One of the prime exhibits is a set of musical stones (below), variously termed the stone dulcimer, the rock harmonicon or the geological piano. It has travelled to London where performances were given to Queen Victoria.
The Keswick Museum and Art Gallery in Cumbria was founded in 1873 and had a number of temporary homes as it grew, including the Moot Hall in Keswick town centre.
A building was purpose built for it, in Fitz Park, partly as a memorial to the Hewetson brothers; distinguished Keswick benefactors, and to commemorate the jubilee of Queen Victoria.
It remains the only purpose-built museum in the county. The two original galleries were the Main Gallery and the Model Gallery; the latter built especially for Flintoft's famous model.

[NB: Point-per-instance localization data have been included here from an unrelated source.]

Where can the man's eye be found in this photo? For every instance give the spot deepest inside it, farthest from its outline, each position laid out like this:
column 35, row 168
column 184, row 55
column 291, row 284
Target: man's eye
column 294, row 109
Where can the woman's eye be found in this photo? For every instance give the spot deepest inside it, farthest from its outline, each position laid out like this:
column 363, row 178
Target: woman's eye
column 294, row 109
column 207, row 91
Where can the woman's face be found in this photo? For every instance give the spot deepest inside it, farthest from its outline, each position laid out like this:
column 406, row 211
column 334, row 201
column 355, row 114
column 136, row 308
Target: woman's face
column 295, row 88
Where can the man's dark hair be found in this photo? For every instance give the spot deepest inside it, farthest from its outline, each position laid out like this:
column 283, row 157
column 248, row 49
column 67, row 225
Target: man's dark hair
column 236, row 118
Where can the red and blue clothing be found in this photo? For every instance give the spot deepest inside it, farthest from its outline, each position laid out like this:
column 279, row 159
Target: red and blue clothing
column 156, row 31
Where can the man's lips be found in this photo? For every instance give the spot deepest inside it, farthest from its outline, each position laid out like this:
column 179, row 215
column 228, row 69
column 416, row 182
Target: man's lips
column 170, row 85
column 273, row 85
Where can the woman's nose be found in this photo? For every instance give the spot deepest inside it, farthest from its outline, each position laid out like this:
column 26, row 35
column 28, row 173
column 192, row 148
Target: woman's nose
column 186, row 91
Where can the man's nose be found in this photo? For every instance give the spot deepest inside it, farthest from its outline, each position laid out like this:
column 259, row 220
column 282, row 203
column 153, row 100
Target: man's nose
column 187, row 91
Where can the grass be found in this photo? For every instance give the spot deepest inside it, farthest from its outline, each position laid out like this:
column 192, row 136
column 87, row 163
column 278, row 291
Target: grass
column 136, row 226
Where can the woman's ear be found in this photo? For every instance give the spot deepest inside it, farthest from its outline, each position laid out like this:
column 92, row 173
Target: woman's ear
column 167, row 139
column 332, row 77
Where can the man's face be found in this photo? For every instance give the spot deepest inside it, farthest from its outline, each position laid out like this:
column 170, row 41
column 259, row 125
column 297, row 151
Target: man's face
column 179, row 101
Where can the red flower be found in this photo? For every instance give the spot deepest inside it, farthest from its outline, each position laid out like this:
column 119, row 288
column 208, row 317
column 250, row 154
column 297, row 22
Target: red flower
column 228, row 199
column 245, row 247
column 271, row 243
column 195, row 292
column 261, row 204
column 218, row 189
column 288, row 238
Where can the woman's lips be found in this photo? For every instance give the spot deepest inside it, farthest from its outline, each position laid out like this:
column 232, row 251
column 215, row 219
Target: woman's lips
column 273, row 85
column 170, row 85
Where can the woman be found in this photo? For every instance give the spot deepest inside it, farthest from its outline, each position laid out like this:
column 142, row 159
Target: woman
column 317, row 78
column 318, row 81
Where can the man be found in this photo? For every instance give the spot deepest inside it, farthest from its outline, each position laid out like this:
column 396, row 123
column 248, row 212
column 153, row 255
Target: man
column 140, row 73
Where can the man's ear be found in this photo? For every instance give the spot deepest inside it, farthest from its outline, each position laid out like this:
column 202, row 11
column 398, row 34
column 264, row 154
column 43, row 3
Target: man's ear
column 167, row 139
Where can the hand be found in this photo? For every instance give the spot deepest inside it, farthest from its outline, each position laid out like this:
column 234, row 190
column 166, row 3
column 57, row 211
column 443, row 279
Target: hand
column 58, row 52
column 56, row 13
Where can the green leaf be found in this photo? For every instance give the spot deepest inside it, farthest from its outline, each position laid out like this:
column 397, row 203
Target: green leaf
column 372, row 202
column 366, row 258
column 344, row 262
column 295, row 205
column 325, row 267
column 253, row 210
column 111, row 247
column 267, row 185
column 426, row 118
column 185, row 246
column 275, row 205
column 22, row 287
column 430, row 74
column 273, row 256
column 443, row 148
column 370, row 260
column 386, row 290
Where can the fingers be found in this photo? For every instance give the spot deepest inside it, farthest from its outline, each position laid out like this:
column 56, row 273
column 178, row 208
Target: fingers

The building work started in 1897 and the Grand Opening was on Easter Monday, April 11, 1898.
The 'Picture Gallery' was added later, through the energies of Canon Rawnsley, a Museum Trustee and one of the founders of the National Trust.
It opened in July 1906 with its first exhibition held by The Lake Artists Society.
The Museum was handed over to the Borough Council for financial reasons, in April 1994, and the park to the Town Council. Both are kept as charitable trusts on behalf of the local people.
In February 2007, Keswick Museum and Art Gallery Management Limited was formed; a company made up of local people, who now run the Museum on behalf of Allerdale Borough Council, the sole trustee.